Fase 2,
tra paura e desiderio.
Ripartire, ricominciare, ricostruire.
Dicono che sia come un dopoguerra senza bombe ma non siamo abituati, quasi nessuno di noi, a vivere questo tipo di situazioni, in Italia, da oltre 70 anni. Eppure sono situazioni cicliche, nella storia dell’uomo, quindi abbiamo nel DNA qualcosa che ci spinge a rimettere fuori dalla porta la nostra voglia di fare che si unisce però a una buona dose di resistenza.
Potremmo chiamarla più semplicemente “paura“, un’emozione che ci ha sempre accompagnato nel corso della storia. Anzi, un’emozione che ci ha sempre salvato, a ben guardare.
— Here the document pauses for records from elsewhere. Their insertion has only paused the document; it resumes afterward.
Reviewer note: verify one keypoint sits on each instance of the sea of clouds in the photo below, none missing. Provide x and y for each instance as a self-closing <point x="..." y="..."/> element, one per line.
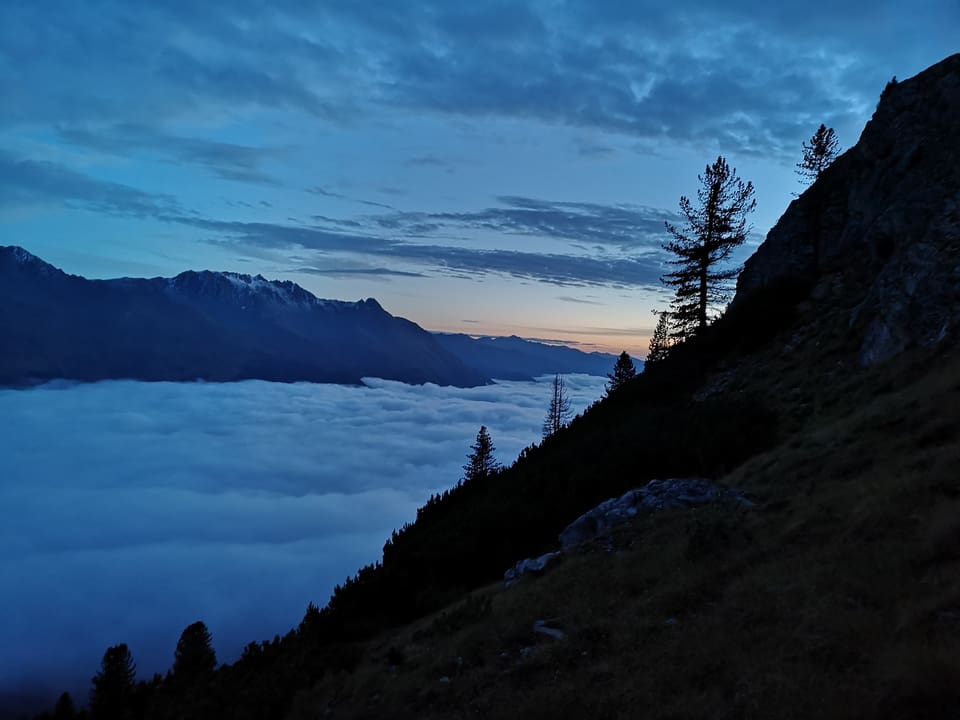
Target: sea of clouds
<point x="129" y="510"/>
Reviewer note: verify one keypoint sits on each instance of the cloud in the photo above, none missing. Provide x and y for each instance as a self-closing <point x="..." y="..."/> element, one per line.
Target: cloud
<point x="353" y="271"/>
<point x="406" y="237"/>
<point x="35" y="182"/>
<point x="749" y="75"/>
<point x="227" y="161"/>
<point x="581" y="301"/>
<point x="150" y="505"/>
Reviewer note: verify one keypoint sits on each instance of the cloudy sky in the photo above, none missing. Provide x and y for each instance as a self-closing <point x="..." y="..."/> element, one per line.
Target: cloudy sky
<point x="493" y="166"/>
<point x="130" y="510"/>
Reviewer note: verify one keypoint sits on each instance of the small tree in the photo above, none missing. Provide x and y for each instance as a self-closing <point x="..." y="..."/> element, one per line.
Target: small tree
<point x="480" y="461"/>
<point x="113" y="687"/>
<point x="623" y="372"/>
<point x="194" y="659"/>
<point x="558" y="413"/>
<point x="660" y="342"/>
<point x="711" y="231"/>
<point x="64" y="709"/>
<point x="818" y="154"/>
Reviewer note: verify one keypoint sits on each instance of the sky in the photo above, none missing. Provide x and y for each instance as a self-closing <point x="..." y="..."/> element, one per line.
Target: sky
<point x="130" y="510"/>
<point x="492" y="167"/>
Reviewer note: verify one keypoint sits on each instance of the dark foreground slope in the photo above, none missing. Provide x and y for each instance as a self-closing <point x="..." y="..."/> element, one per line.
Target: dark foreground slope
<point x="836" y="595"/>
<point x="202" y="325"/>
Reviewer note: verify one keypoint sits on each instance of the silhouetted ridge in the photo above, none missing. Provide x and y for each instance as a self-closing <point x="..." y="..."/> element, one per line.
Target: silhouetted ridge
<point x="216" y="326"/>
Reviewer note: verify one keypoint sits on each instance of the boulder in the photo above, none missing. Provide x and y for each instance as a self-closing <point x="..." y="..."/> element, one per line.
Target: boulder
<point x="530" y="565"/>
<point x="655" y="495"/>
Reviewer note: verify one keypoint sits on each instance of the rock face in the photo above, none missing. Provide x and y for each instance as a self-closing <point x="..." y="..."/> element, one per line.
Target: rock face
<point x="529" y="566"/>
<point x="655" y="495"/>
<point x="882" y="223"/>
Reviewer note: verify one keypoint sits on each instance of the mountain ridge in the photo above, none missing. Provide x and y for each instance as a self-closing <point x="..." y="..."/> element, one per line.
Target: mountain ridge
<point x="203" y="325"/>
<point x="223" y="326"/>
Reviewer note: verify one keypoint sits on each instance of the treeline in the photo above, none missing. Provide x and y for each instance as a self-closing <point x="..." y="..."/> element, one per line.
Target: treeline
<point x="647" y="427"/>
<point x="462" y="538"/>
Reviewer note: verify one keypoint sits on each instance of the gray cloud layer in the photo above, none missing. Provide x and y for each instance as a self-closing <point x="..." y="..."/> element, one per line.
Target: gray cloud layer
<point x="129" y="510"/>
<point x="750" y="74"/>
<point x="624" y="240"/>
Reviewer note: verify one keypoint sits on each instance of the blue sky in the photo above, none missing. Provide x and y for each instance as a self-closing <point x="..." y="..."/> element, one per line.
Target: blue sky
<point x="487" y="167"/>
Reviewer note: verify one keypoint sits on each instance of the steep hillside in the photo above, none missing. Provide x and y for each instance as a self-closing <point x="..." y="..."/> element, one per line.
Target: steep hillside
<point x="202" y="325"/>
<point x="824" y="394"/>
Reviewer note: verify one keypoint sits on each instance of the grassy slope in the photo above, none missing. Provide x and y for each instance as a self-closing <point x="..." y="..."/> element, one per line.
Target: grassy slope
<point x="838" y="595"/>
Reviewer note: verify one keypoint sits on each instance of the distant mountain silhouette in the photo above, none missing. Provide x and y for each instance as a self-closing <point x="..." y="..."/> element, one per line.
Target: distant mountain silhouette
<point x="513" y="358"/>
<point x="214" y="326"/>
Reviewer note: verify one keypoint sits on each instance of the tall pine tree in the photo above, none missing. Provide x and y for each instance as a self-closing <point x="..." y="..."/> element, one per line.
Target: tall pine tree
<point x="711" y="230"/>
<point x="623" y="372"/>
<point x="818" y="154"/>
<point x="558" y="414"/>
<point x="111" y="697"/>
<point x="194" y="659"/>
<point x="660" y="341"/>
<point x="480" y="461"/>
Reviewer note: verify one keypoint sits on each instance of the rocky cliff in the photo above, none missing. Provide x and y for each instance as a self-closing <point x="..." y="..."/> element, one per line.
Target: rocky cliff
<point x="882" y="224"/>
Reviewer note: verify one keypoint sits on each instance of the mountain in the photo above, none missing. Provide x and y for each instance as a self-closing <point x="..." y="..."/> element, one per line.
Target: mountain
<point x="214" y="326"/>
<point x="513" y="358"/>
<point x="828" y="395"/>
<point x="881" y="227"/>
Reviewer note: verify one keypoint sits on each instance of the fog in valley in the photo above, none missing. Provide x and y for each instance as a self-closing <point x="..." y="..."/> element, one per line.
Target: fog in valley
<point x="130" y="510"/>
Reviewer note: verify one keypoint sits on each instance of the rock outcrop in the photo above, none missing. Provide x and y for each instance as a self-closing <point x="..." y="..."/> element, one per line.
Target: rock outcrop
<point x="655" y="495"/>
<point x="882" y="223"/>
<point x="597" y="522"/>
<point x="528" y="566"/>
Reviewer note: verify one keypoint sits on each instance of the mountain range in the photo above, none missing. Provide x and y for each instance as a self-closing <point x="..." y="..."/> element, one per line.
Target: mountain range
<point x="223" y="326"/>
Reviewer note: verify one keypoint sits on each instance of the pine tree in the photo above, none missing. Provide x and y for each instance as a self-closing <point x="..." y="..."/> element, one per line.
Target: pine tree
<point x="709" y="235"/>
<point x="480" y="461"/>
<point x="660" y="342"/>
<point x="818" y="154"/>
<point x="64" y="709"/>
<point x="558" y="413"/>
<point x="623" y="372"/>
<point x="194" y="659"/>
<point x="112" y="694"/>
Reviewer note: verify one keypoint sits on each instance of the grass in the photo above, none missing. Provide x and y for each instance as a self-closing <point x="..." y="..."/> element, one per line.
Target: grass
<point x="836" y="596"/>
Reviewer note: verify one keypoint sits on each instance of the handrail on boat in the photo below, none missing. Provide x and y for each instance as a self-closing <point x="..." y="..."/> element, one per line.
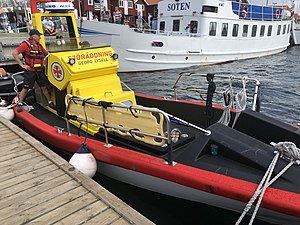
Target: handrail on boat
<point x="255" y="92"/>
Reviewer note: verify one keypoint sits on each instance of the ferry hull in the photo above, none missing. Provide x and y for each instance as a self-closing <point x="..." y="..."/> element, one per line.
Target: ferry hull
<point x="137" y="53"/>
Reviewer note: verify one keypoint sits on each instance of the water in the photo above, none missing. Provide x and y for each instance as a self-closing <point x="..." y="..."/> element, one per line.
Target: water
<point x="278" y="74"/>
<point x="280" y="81"/>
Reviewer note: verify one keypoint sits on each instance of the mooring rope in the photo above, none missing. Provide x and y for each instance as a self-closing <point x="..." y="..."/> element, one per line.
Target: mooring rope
<point x="241" y="101"/>
<point x="287" y="150"/>
<point x="228" y="103"/>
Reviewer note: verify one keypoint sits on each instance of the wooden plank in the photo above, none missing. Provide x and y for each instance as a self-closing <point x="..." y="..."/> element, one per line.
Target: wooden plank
<point x="11" y="149"/>
<point x="59" y="211"/>
<point x="20" y="142"/>
<point x="19" y="159"/>
<point x="20" y="205"/>
<point x="30" y="183"/>
<point x="84" y="214"/>
<point x="36" y="190"/>
<point x="8" y="135"/>
<point x="44" y="208"/>
<point x="23" y="167"/>
<point x="30" y="187"/>
<point x="15" y="154"/>
<point x="120" y="221"/>
<point x="32" y="175"/>
<point x="106" y="217"/>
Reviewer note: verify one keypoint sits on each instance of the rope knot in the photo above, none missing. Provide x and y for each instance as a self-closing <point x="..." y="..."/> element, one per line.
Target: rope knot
<point x="288" y="150"/>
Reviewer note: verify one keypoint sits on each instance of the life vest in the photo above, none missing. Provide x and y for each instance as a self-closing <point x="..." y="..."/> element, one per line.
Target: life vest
<point x="118" y="16"/>
<point x="35" y="58"/>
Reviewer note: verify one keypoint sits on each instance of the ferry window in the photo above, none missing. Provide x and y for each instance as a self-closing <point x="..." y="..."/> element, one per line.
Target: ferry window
<point x="284" y="29"/>
<point x="138" y="5"/>
<point x="130" y="4"/>
<point x="270" y="30"/>
<point x="162" y="26"/>
<point x="278" y="29"/>
<point x="224" y="29"/>
<point x="235" y="30"/>
<point x="245" y="30"/>
<point x="207" y="8"/>
<point x="254" y="30"/>
<point x="194" y="27"/>
<point x="212" y="28"/>
<point x="262" y="30"/>
<point x="176" y="25"/>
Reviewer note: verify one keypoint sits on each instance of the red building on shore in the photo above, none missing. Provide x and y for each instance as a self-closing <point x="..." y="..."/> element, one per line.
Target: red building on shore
<point x="130" y="9"/>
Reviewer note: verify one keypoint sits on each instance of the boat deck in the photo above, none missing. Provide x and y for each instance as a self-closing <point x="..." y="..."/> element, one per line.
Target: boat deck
<point x="8" y="43"/>
<point x="37" y="186"/>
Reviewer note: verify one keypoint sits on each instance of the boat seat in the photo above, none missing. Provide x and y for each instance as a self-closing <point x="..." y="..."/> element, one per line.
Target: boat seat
<point x="265" y="128"/>
<point x="105" y="87"/>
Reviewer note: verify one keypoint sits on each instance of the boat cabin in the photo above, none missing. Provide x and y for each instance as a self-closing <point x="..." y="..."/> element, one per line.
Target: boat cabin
<point x="75" y="66"/>
<point x="203" y="18"/>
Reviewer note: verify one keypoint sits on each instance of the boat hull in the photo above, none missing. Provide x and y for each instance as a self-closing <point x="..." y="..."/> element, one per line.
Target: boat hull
<point x="178" y="180"/>
<point x="162" y="186"/>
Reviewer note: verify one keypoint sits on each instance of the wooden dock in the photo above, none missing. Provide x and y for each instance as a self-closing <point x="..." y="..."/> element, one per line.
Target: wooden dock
<point x="39" y="187"/>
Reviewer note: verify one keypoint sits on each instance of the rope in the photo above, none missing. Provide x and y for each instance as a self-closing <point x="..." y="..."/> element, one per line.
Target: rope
<point x="228" y="102"/>
<point x="287" y="150"/>
<point x="210" y="92"/>
<point x="241" y="101"/>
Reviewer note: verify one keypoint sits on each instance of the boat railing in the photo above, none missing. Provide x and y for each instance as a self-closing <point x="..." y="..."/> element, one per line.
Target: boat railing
<point x="167" y="33"/>
<point x="223" y="84"/>
<point x="260" y="12"/>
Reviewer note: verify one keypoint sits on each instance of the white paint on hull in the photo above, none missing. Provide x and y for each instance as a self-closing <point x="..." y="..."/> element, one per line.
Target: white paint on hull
<point x="176" y="190"/>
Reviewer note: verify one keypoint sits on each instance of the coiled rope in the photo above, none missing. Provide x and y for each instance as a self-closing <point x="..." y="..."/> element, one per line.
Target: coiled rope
<point x="240" y="100"/>
<point x="228" y="103"/>
<point x="286" y="150"/>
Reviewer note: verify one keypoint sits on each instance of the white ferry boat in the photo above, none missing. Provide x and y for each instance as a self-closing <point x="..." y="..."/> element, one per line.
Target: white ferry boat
<point x="198" y="33"/>
<point x="295" y="31"/>
<point x="295" y="36"/>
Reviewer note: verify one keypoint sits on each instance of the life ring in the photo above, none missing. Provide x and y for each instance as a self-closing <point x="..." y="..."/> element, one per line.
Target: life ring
<point x="244" y="11"/>
<point x="277" y="14"/>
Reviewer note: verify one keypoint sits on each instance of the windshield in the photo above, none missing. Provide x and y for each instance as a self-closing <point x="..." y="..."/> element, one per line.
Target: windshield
<point x="60" y="35"/>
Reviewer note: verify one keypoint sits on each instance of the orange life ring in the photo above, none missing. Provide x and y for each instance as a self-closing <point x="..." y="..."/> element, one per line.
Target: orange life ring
<point x="244" y="11"/>
<point x="277" y="14"/>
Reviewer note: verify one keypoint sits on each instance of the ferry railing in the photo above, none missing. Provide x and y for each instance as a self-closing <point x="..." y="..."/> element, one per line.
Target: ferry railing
<point x="259" y="12"/>
<point x="223" y="82"/>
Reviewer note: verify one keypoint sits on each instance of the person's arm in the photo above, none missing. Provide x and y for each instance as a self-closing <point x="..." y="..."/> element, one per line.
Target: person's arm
<point x="15" y="54"/>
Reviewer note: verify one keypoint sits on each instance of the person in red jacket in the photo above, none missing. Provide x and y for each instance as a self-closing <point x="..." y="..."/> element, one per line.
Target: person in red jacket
<point x="33" y="54"/>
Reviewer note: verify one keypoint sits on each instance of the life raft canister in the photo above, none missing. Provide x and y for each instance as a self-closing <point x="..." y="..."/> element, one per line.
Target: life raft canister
<point x="35" y="58"/>
<point x="244" y="11"/>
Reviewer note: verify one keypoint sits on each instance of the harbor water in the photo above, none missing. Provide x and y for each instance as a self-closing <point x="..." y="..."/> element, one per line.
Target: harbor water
<point x="280" y="98"/>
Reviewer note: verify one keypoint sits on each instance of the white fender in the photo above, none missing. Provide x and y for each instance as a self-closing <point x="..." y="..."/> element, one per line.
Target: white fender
<point x="6" y="112"/>
<point x="84" y="161"/>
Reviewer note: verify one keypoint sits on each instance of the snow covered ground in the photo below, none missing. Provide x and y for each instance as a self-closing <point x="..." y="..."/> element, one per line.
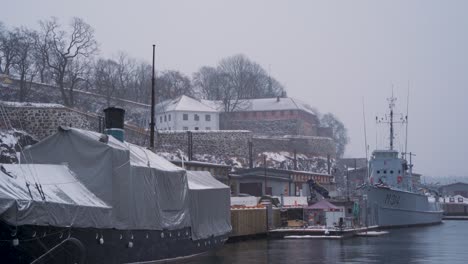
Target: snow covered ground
<point x="11" y="142"/>
<point x="279" y="160"/>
Ci salva nella quotidianità, quando se non la provassimo prenderemmo una pentola bollente a mani nude e ci salva in situazioni più inedite, come questa del Coronavirus: se è q.b., come nelle ricette, “quanto basta”, ci permette di mettere in campo tutto quello che ci occorre per sentirci al sicuro tanto da poter agire ma non abbastanza al sicuro da farci abbassare la guardia e commettere imprudenze. Se è troppa no, diventa fobia e ci paralizza. Se è troppo poca no, diventa incoscienza e ci mette in pericolo.
Non esistono emozioni buone ed emozioni cattive, emozioni positive ed emozioni negative. La paura ha lo stesso valore della felicità. E’ prima accettandola, e poi gestendola, che la rendiamo utile e indispensabile nella nostra vita.
Non potrei mai dire ad un paziente “Dopo il percorso psicologico lei non avrà più queste sue paure” ma potrò dirgli qualcosa di più profondo e duraturo: “Insieme faremo un percorso per aiutarla a riconoscere la paura e fronteggiarla”.
Perché la paura di ripartire ci salva, né più né meno del desiderio. Basta prendersene cura.